O filme de Gervaiseau é, como o nome indica, sobre gente que circula – de ônibus, de metrô, de trem, de moto, de carro, a pé. Seria a rigor um filme sobre todo mundo, pois todo mundo circula. Sim, mas há os que circulam mais do que os outros – as pessoas que gastam três, quatro, cinco ou seis horas de seu dia no deslocamento entre casa e trabalho e vice-versa. É essa gente que aparece preferencialmente no filme, alguns morrendo de sono, ao sacolejo do veículo, outros muito despertos, como o grupo que toda manhã aproveita a viagem para pregações, rezas e cânticos evangélicos num vagão de trem. O percurso sempre começa e termina no Capão Redondo, na Cidade Tiradentes, no Jardim Ângela ou em lugares semelhantes. Às vezes durante a viagem, às vezes no ponto de chegada ou de partida, as pessoas contam um pouco de sua história.

É assim que travamos conhecimento com personagens como Carlos Alberto Alves de Sousa, o "Kall", morador "do Capão", como ele diz, ali por volta de seus 30 anos, rosto redondo, barbicha e pele morena. Ao surgir na tela ele está acabando de sentar no banco do ônibus. Claro, está sendo filmado, e então explica à moça ao lado: "Vai rolar um filme sobre gente que anda de ônibus, e sou um dos personagens". A conversa continua, e ele conta que é estudante de ciências sociais, trabalha no Criança Esperança e é rapper. Ah sim, e naquele momento está sendo "artista por um dia". Kall é simpático, falante, inteligente. Mais adiante, vai aparecer em sua casa. Entusiasma-se ao discorrer sobre o rap e o que ele significa em sua vida. Depois conta que um dia desses mataram uma pessoa bem ali ao lado, e – horror – da sua casa ele ouvia as crianças da redondeza a contar quantas marcas de balas exibia o cadáver. Sua filha de 9 anos quis se juntar ao grupo. Ele não deixou.

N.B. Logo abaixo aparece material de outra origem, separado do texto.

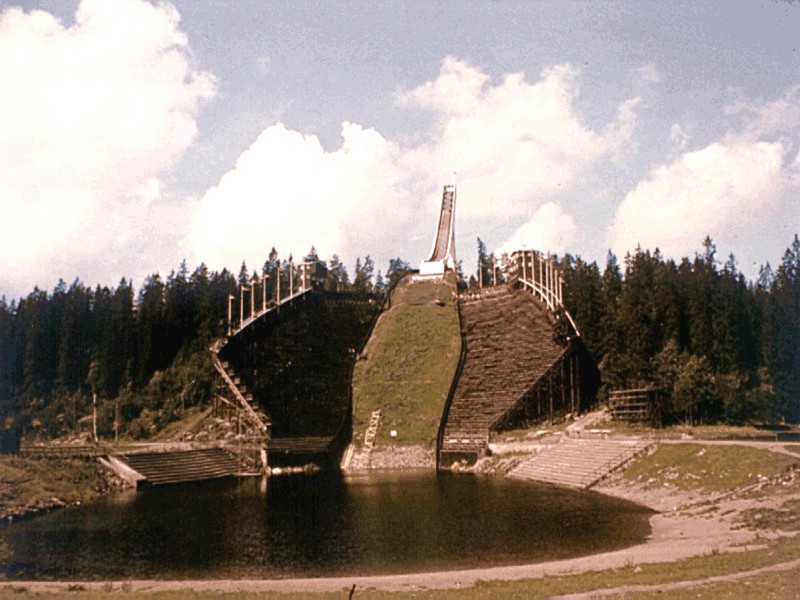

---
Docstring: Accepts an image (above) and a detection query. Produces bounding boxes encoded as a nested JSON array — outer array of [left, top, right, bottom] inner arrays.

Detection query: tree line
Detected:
[[0, 247, 408, 437], [470, 235, 800, 423]]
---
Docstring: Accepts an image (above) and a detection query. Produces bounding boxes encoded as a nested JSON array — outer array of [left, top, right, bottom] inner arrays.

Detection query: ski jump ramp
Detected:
[[419, 185, 458, 277]]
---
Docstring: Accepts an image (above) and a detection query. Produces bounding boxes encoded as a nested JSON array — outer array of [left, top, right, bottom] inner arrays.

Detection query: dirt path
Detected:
[[0, 442, 800, 598], [0, 488, 768, 592]]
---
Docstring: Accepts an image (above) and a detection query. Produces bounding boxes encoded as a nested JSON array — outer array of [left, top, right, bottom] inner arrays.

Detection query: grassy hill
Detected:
[[353, 278, 461, 448]]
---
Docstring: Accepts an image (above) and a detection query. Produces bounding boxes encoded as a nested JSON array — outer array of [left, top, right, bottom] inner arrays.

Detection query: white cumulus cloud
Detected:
[[185, 123, 403, 268], [496, 202, 578, 255], [0, 0, 215, 298], [184, 57, 638, 276], [609, 138, 790, 258], [398, 57, 639, 216]]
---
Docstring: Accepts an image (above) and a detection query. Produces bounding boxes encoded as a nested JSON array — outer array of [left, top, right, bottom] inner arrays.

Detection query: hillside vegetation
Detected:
[[353, 279, 461, 447]]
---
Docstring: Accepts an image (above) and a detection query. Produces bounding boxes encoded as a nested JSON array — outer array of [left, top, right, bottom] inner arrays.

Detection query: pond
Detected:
[[0, 472, 652, 580]]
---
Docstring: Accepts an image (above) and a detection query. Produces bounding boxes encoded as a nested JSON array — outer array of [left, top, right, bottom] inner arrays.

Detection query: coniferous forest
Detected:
[[0, 236, 800, 438]]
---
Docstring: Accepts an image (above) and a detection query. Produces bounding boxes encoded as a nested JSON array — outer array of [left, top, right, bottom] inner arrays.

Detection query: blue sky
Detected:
[[0, 0, 800, 298]]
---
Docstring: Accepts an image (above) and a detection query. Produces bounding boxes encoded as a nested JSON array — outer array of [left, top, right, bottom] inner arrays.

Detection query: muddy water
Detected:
[[0, 472, 651, 580]]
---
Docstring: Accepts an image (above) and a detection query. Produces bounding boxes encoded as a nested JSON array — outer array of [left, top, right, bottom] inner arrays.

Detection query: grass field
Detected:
[[624, 444, 798, 493], [0, 444, 800, 600], [353, 280, 461, 448]]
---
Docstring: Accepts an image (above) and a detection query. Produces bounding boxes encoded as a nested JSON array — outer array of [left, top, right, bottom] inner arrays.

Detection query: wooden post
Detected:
[[261, 271, 267, 312], [561, 356, 575, 419], [92, 390, 97, 444], [289, 254, 294, 298], [522, 250, 528, 282], [114, 396, 119, 444], [239, 285, 244, 329], [569, 353, 577, 415], [228, 294, 233, 337], [539, 254, 545, 299]]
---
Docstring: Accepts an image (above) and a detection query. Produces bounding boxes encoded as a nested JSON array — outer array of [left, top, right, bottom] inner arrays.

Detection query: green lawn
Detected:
[[353, 280, 461, 448], [624, 444, 797, 492]]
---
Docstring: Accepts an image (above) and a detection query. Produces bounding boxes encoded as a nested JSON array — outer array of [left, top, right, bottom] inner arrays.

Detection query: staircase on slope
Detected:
[[348, 409, 381, 471], [217, 292, 378, 466], [440, 286, 567, 465], [212, 353, 270, 440], [509, 437, 653, 489]]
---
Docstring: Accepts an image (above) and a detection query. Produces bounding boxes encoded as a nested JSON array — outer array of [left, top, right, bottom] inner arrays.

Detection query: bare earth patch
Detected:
[[6, 438, 800, 597]]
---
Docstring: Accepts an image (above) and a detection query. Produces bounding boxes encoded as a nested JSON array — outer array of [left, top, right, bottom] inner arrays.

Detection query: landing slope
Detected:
[[353, 279, 461, 448]]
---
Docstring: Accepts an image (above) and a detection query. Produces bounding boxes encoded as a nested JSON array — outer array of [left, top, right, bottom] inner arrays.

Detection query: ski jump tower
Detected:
[[419, 185, 458, 277]]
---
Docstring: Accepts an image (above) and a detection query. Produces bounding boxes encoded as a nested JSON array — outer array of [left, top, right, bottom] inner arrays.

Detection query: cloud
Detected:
[[496, 202, 578, 255], [184, 123, 403, 268], [609, 137, 790, 258], [398, 57, 638, 217], [256, 56, 272, 74], [0, 0, 215, 298], [184, 57, 638, 276], [669, 123, 691, 152], [634, 62, 662, 83], [724, 85, 800, 136]]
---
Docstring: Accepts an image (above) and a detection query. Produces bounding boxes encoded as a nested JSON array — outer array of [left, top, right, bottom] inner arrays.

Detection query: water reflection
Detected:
[[0, 472, 650, 579]]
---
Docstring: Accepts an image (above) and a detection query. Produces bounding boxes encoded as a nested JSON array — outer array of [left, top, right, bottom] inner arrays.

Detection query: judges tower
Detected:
[[419, 185, 458, 277]]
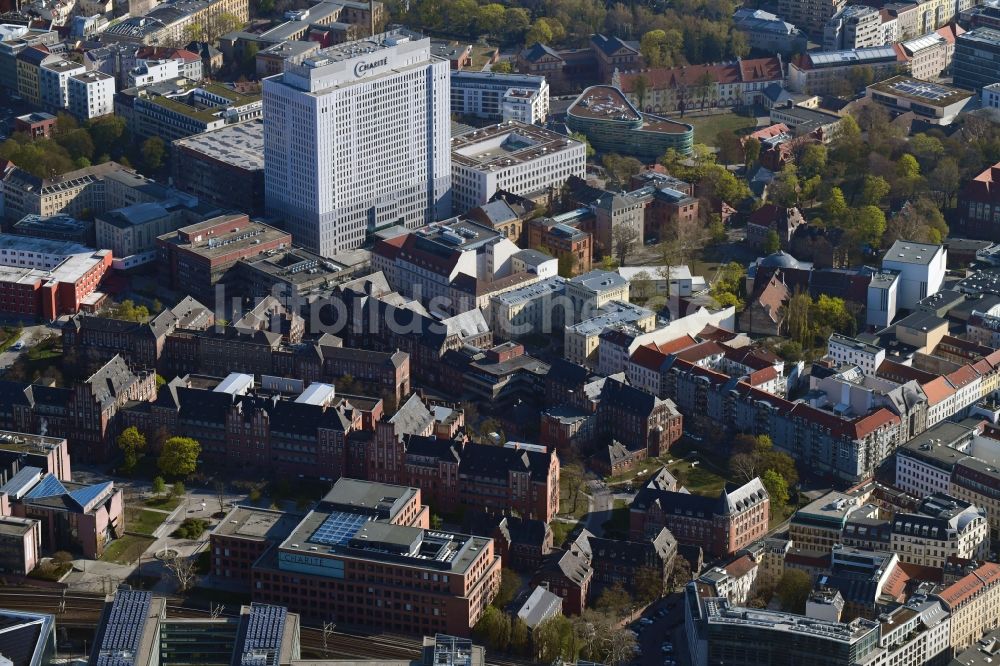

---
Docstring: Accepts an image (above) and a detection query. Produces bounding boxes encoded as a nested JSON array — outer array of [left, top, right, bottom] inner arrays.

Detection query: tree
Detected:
[[774, 569, 812, 613], [670, 555, 692, 592], [503, 7, 531, 44], [715, 130, 744, 164], [493, 567, 521, 609], [632, 566, 663, 604], [729, 453, 757, 481], [594, 583, 632, 617], [510, 617, 531, 656], [536, 614, 576, 664], [141, 136, 166, 171], [798, 143, 828, 178], [861, 174, 892, 206], [611, 224, 639, 266], [823, 187, 847, 222], [760, 469, 788, 512], [476, 2, 507, 37], [785, 291, 813, 349], [632, 74, 649, 111], [761, 229, 781, 254], [851, 206, 885, 248], [213, 481, 226, 513], [163, 555, 198, 593], [115, 426, 146, 472], [927, 157, 962, 208], [157, 437, 201, 476], [743, 137, 760, 169], [558, 252, 577, 279], [639, 29, 684, 67], [472, 606, 510, 651]]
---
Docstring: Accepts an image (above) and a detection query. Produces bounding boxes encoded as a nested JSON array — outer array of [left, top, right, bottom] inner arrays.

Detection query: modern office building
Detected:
[[867, 76, 974, 125], [66, 71, 115, 122], [451, 121, 587, 213], [264, 30, 454, 256], [733, 7, 808, 54], [892, 493, 989, 568], [0, 609, 56, 666], [451, 70, 549, 125], [951, 28, 1000, 90], [566, 86, 694, 160], [212, 478, 500, 635], [788, 46, 906, 93], [882, 240, 948, 310], [0, 234, 111, 321]]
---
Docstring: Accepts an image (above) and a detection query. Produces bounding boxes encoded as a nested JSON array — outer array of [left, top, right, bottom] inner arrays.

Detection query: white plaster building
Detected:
[[451, 121, 587, 213], [882, 240, 948, 310], [264, 30, 454, 256]]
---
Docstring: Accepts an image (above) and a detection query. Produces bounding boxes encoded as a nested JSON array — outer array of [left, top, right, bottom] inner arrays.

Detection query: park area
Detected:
[[672, 112, 757, 146]]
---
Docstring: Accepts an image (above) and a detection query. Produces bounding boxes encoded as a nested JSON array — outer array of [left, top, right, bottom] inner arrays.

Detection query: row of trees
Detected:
[[388, 0, 750, 67], [0, 113, 167, 178], [729, 435, 799, 512], [116, 426, 201, 477]]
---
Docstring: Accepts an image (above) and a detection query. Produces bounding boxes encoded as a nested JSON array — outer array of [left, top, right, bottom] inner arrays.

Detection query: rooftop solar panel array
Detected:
[[434, 634, 472, 666], [240, 604, 288, 666], [97, 590, 153, 666], [309, 511, 372, 546]]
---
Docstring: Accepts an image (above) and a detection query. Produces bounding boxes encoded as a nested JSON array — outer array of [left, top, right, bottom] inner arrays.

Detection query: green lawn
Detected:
[[559, 476, 588, 520], [667, 460, 726, 497], [673, 113, 757, 146], [101, 534, 156, 564], [549, 520, 578, 548], [125, 509, 167, 536], [602, 499, 628, 539], [142, 495, 181, 511]]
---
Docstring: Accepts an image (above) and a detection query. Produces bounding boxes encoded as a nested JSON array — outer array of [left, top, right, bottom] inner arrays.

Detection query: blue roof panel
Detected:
[[69, 481, 112, 511], [25, 474, 66, 499]]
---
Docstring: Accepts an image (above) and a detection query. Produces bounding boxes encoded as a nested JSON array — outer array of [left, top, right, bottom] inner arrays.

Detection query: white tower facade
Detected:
[[264, 30, 451, 256]]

Uma das boas coisas que têm acontecido no cinema brasileiro nos últimos tempos são os documentários. Antes de Em Trânsito, esteve em cartaz Pro Dia Nascer Feliz, de João Jardim, um retrato da situação nas escolas. O que tem em comum com Em Trânsito é que um e outro oferecem uma lição de Brasil. Um Brasil bruto, assustador, impiedoso, magnânimo, generoso, que toma pancada e se vira. Para quem vive e só circula nas regiões mais abonadas, é a oportunidade de cruzar uma fronteira e, pelo menos no cinema, tomar contato com essa nação vizinha. Em Em Trânsito aparece a dramática empregada doméstica de 40 anos, com aparência de 60, que andava 22 quilômetros a pé por dia para ir e voltar do trabalho. Mas também a outra empregada que conta com graça que largou a igreja evangélica no dia em que o pastor pediu aos fiéis que deixassem como donativo o último passe que tivessem consigo. "O último passe? E como é que eu ia voltar para casa?" Decidiu nesse instante que retornaria ao seio da Igreja Católica.

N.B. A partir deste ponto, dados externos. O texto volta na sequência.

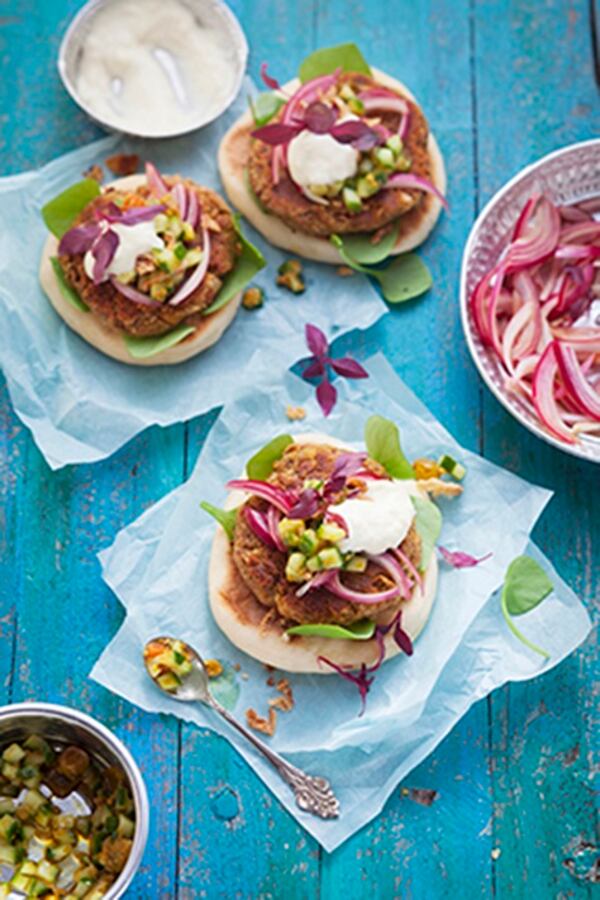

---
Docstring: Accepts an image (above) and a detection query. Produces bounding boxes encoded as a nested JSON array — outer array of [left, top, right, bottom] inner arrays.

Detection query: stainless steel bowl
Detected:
[[0, 703, 150, 900], [58, 0, 248, 138], [460, 139, 600, 462]]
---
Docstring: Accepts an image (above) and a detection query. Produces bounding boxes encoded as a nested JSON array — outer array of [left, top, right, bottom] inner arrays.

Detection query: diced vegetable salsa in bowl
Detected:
[[0, 734, 135, 900]]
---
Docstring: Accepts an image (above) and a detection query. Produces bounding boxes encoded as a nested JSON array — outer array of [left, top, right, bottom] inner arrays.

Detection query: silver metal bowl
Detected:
[[0, 703, 150, 900], [58, 0, 248, 138], [460, 139, 600, 462]]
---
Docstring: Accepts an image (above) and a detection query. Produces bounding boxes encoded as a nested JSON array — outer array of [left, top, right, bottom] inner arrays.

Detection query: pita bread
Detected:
[[208, 434, 438, 675], [218, 69, 446, 266], [39, 175, 242, 366]]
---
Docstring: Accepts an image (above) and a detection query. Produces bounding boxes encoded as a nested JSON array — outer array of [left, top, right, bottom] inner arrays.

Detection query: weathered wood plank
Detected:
[[13, 428, 183, 898], [173, 0, 319, 900], [318, 2, 491, 898], [0, 0, 184, 900], [474, 0, 600, 897]]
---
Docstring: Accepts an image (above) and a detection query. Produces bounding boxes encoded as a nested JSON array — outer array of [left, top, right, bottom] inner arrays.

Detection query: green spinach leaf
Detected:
[[298, 44, 372, 84], [200, 500, 237, 542], [123, 324, 196, 359], [500, 556, 554, 659], [286, 619, 375, 641], [411, 497, 442, 572], [334, 222, 400, 271], [330, 234, 433, 303], [202, 215, 267, 316], [365, 416, 415, 478], [249, 91, 285, 128], [246, 434, 294, 481], [42, 178, 100, 240]]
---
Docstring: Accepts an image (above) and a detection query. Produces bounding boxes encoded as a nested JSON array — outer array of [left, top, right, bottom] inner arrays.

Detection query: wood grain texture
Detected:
[[0, 0, 599, 900]]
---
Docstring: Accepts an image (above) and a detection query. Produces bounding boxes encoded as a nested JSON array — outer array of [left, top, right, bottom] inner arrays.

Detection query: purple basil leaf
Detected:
[[103, 204, 166, 225], [260, 63, 281, 91], [304, 100, 337, 134], [252, 122, 304, 147], [288, 488, 321, 519], [317, 379, 337, 417], [329, 356, 369, 378], [304, 322, 329, 358], [323, 475, 346, 499], [92, 231, 119, 284], [438, 547, 492, 569], [302, 359, 325, 378], [317, 656, 374, 717], [352, 130, 385, 151], [329, 119, 383, 150], [58, 225, 100, 256]]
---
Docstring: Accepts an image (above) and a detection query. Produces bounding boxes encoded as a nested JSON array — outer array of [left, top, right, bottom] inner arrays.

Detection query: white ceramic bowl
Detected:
[[460, 139, 600, 462], [58, 0, 248, 138], [0, 703, 150, 900]]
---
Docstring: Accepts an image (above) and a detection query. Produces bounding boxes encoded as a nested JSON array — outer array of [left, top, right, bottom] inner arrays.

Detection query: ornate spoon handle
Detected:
[[209, 697, 340, 819]]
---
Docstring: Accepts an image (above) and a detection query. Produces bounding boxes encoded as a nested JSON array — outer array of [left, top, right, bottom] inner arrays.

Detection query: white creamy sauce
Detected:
[[75, 0, 236, 135], [288, 131, 359, 187], [83, 221, 165, 280], [332, 480, 416, 554]]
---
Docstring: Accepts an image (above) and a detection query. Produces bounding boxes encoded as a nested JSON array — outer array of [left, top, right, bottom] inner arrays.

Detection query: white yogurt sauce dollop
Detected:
[[288, 130, 359, 187], [332, 480, 416, 554], [83, 221, 165, 281], [75, 0, 236, 135]]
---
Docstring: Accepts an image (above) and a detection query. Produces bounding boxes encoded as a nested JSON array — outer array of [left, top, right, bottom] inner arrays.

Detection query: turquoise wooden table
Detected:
[[0, 0, 600, 900]]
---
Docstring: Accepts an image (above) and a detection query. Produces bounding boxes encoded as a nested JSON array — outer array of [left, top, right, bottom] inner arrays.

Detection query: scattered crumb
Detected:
[[242, 285, 264, 309], [204, 659, 223, 678], [405, 788, 438, 806], [246, 707, 277, 737], [83, 165, 104, 184], [285, 406, 306, 422], [269, 678, 294, 712], [258, 606, 277, 635], [105, 153, 140, 175], [419, 478, 463, 497], [276, 259, 306, 294]]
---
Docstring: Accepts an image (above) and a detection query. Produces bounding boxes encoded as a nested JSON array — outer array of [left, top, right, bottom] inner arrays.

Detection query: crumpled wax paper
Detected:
[[92, 355, 590, 851], [0, 83, 386, 469]]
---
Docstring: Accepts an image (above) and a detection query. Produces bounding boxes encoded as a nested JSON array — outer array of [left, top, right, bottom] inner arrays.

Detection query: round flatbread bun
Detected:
[[208, 434, 438, 675], [39, 175, 242, 366], [218, 69, 446, 266]]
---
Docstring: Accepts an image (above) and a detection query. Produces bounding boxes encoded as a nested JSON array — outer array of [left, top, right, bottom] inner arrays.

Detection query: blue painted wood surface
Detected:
[[0, 0, 600, 900]]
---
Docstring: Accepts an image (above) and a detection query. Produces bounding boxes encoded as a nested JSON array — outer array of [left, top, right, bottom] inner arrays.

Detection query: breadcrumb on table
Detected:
[[269, 678, 294, 712], [246, 707, 277, 737], [285, 406, 306, 422]]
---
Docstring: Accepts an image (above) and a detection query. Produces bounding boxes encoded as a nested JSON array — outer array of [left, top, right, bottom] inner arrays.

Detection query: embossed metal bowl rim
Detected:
[[460, 138, 600, 463], [0, 702, 150, 900], [57, 0, 248, 140]]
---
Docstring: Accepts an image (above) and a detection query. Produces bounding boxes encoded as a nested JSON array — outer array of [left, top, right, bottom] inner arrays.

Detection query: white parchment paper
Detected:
[[92, 355, 590, 850], [0, 84, 386, 469]]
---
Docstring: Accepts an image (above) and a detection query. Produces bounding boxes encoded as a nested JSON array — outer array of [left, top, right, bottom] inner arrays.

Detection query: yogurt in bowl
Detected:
[[58, 0, 248, 138]]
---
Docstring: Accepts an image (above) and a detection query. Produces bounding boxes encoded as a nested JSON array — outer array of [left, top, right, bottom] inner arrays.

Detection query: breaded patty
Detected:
[[233, 444, 421, 625], [248, 72, 431, 237], [59, 178, 241, 337]]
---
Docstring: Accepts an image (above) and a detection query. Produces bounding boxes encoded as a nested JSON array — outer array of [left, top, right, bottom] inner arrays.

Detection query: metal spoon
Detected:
[[144, 637, 340, 819]]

Em Trânsito, para além dos personagens, pode ser visto como uma alegoria da cidade em si, em sua característica mais típica, que é, em mais de um sentido, estar em trânsito. A cidade que viveu seus primeiros anos como misto de taba de índio e acampamento de sertanista, passou séculos como inexpressivo vilarejo do interior, imaginou-se, no início do século XX, bafejada pelo progresso, uma réplica de cidade européia, e chegou a embalar-se mais adiante no sonho de uma Manhattan dos trópicos acabou, nestes últimos anos, tendo nas ruas empoeiradas e nas casas cobertas de laje do Capão Redondo, de Cidade Tiradentes e do Jardim Ângela uma de suas expressões mais típicas. Isso quanto ao trânsito histórico. Um outro trânsito é o trânsito propriamente dito, o que aparece concretamente no filme. Para muitos, São Paulo resume-se a isso: um delírio de vai-e-vem. Não é à toa que o principal assunto, entre os moradores, é o trânsito. Do casamento do trânsito histórico com o trânsito-trânsito resulta a percepção de um incessante circular, uma sina de mobilidade e de impermanência que é marca registrada de São Paulo.